Mar 5, 2010

Acton speaks louder than words.

John Emerich Edward Dalberg-Acton, 1st Baron Acton

* “Power tends to corrupt; absolute power corrupts absolutely.”

* "Great men are almost always bad men."

* “The strong man with the dagger is followed by the weak man with the sponge.”

* “There is no worse heresy than the fact that the office sanctifies the holder of it.”

* “There is not a soul who does not have to beg alms of another, either a smile, a handshake, or a fond eye.”

* “The one pervading evil of democracy is the tyranny of the majority, or rather of that party, not always the majority, that succeeds, by force or fraud, in carrying elections.”

* “Be not content with the best book; seek sidelights from the others; have no favourites.”
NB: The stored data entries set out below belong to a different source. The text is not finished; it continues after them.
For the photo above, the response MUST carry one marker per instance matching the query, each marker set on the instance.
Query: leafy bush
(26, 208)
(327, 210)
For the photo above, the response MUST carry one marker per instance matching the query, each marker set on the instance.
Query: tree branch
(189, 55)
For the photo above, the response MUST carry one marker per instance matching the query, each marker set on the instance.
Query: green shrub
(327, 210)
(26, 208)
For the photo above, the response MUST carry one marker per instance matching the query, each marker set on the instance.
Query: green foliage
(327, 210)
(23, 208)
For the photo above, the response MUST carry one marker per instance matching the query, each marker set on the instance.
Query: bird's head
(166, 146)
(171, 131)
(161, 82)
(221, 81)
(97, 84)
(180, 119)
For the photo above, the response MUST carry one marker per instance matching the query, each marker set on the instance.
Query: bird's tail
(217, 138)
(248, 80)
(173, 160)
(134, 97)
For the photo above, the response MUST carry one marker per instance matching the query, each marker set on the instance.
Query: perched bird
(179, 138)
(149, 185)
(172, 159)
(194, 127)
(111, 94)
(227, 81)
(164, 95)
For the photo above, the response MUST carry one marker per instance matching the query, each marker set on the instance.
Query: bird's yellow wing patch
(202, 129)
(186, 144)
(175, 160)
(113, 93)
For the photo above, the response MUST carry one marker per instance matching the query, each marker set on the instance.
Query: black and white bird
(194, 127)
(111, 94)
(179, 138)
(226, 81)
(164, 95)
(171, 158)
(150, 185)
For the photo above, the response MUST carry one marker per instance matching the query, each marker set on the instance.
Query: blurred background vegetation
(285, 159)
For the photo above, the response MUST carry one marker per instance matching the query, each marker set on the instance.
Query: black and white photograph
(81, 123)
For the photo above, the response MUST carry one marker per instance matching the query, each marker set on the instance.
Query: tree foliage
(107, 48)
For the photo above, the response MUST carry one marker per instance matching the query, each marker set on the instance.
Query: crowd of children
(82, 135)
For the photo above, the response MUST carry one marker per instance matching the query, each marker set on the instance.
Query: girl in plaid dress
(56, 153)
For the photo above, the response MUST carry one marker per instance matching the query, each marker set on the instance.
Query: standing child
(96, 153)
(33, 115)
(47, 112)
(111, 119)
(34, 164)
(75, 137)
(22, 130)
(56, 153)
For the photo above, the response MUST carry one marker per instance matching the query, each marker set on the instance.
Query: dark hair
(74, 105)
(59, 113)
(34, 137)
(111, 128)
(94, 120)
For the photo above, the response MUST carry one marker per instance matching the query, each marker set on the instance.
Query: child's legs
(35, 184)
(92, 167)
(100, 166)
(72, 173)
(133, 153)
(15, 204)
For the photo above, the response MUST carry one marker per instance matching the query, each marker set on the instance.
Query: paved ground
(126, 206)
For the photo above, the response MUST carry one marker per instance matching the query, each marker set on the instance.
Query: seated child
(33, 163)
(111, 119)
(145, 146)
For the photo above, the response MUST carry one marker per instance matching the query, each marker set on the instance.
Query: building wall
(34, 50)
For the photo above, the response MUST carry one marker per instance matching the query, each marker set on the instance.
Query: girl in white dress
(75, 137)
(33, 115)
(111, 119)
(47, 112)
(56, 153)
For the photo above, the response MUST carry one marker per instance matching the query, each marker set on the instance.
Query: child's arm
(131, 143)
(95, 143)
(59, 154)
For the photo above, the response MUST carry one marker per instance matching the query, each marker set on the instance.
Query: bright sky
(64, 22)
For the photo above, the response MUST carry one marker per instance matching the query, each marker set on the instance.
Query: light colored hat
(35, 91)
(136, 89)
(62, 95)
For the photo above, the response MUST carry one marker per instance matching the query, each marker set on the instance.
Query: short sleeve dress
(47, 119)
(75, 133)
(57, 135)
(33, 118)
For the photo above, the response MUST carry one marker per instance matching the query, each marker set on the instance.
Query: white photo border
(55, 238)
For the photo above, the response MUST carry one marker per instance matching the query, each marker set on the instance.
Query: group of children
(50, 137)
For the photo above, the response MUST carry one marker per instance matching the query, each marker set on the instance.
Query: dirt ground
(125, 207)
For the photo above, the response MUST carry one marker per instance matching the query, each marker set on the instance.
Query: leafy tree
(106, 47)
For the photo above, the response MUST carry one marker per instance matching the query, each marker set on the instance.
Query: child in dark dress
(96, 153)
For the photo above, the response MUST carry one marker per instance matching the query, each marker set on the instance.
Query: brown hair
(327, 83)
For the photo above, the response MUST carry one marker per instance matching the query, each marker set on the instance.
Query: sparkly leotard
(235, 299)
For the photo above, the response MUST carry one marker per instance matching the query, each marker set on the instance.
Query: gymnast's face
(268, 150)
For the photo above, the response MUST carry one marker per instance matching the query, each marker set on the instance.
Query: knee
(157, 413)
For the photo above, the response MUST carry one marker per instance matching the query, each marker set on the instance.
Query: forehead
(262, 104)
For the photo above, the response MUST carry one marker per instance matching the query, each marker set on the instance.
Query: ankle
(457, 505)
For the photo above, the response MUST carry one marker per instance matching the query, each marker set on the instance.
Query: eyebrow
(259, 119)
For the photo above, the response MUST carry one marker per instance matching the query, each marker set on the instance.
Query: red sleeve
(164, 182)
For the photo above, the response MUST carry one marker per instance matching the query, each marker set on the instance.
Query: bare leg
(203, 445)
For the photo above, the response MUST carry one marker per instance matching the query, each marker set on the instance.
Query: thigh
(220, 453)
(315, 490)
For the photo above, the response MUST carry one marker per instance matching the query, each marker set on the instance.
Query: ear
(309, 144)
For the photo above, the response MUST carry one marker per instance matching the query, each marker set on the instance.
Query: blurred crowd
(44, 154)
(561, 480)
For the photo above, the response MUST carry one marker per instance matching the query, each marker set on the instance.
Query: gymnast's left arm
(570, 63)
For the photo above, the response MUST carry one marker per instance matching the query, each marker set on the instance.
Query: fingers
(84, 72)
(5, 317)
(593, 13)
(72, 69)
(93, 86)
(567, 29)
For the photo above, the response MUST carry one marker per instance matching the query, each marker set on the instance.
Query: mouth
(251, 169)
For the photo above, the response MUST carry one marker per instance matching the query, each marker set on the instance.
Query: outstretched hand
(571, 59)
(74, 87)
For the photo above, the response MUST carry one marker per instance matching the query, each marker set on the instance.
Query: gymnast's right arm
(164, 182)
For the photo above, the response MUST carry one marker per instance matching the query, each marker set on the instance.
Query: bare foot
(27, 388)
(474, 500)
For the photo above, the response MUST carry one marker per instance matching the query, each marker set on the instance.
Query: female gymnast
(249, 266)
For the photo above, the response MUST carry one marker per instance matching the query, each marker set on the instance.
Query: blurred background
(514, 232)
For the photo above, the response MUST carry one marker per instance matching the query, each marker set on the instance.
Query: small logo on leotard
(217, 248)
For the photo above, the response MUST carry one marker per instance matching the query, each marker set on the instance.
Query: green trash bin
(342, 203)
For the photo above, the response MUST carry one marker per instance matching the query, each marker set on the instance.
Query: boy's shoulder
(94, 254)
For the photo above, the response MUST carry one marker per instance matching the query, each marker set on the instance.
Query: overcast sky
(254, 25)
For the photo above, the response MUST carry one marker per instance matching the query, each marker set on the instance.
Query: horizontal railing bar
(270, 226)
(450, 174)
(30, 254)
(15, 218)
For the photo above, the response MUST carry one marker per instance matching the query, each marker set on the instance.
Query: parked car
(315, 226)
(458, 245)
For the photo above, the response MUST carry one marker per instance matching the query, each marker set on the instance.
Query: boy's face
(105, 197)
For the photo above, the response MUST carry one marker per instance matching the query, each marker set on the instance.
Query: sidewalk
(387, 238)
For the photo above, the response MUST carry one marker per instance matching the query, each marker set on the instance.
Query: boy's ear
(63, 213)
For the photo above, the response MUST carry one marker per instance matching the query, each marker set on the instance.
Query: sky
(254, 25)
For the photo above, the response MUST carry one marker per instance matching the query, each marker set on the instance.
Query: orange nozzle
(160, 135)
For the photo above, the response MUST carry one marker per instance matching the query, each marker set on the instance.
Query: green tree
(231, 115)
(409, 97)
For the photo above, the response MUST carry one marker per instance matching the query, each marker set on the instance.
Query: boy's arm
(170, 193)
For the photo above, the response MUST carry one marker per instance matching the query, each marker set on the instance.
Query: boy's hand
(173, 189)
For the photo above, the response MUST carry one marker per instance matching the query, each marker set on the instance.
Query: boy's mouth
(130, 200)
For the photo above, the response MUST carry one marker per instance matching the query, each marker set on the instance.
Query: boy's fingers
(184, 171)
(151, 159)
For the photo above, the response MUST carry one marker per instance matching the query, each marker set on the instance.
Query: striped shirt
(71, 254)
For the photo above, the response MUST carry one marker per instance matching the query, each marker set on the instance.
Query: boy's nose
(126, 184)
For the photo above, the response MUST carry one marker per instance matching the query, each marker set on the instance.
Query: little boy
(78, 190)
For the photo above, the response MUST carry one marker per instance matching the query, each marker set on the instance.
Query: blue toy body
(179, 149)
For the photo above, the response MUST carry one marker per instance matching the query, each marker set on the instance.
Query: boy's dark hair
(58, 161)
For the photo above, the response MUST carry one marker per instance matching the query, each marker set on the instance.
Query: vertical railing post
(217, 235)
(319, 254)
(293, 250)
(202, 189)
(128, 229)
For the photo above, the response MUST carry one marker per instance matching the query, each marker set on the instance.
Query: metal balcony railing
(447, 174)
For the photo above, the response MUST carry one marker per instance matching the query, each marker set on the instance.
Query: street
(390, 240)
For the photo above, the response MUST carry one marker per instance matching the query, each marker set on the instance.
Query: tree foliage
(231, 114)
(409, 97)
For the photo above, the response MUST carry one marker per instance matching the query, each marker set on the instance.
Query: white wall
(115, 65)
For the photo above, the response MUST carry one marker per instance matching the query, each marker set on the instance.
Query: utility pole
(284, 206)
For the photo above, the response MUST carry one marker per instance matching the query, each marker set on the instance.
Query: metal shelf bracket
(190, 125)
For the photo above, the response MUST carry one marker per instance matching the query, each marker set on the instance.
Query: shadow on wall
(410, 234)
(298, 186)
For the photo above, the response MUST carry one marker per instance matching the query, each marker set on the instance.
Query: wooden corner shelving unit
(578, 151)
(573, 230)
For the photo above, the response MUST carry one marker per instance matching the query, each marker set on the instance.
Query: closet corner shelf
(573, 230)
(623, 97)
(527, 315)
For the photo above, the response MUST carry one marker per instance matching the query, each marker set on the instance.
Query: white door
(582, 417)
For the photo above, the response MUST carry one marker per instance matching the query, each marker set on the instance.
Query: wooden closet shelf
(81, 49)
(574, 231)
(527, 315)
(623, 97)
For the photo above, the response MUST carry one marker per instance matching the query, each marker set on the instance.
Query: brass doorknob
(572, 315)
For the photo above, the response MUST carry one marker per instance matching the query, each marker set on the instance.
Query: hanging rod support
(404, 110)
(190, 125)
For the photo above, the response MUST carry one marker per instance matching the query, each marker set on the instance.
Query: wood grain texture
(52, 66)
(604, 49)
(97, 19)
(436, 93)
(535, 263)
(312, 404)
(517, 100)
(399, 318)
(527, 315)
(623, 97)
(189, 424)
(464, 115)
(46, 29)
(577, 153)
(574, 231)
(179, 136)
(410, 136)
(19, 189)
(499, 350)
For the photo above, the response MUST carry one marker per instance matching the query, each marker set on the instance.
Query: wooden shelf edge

* "The science of politics is the one science that is deposited by the streams of history, like the grains of gold in the sand of a river; and the knowledge of the past, the record of truths revealed by experience, is eminently practical, as an instrument of action and a power that goes to making the future."

* “[History is] not a burden on the memory but an illumination of the soul.”

* “And remember, where you have a concentration of power in a few hands, all too frequently men with the mentality of gangsters get control. History has proven that. All power corrupts; absolute power corrupts absolutely.”

* "The issue which has swept down the centuries and which will have to be fought sooner or later is the people versus the banks."

* "The danger is not that a particular class is unfit to govern: every class is unfit to govern."

* "Liberty is not the power of doing what we like, but the right to do what we ought."

* "There is no error so monstrous that it fails to find defenders among the ablest men."

* "Save for the wild force of Nature, nothing moves in this world that is not Greek in its origin."

* "Socialism means slavery."

* "At all times sincere friends of freedom have been rare, and its triumphs have been due to minorities, that have prevailed by associating themselves with auxiliaries whose objects differed from their own; and this association, which is always dangerous, has been sometimes disastrous, by giving to opponents just grounds of opposition."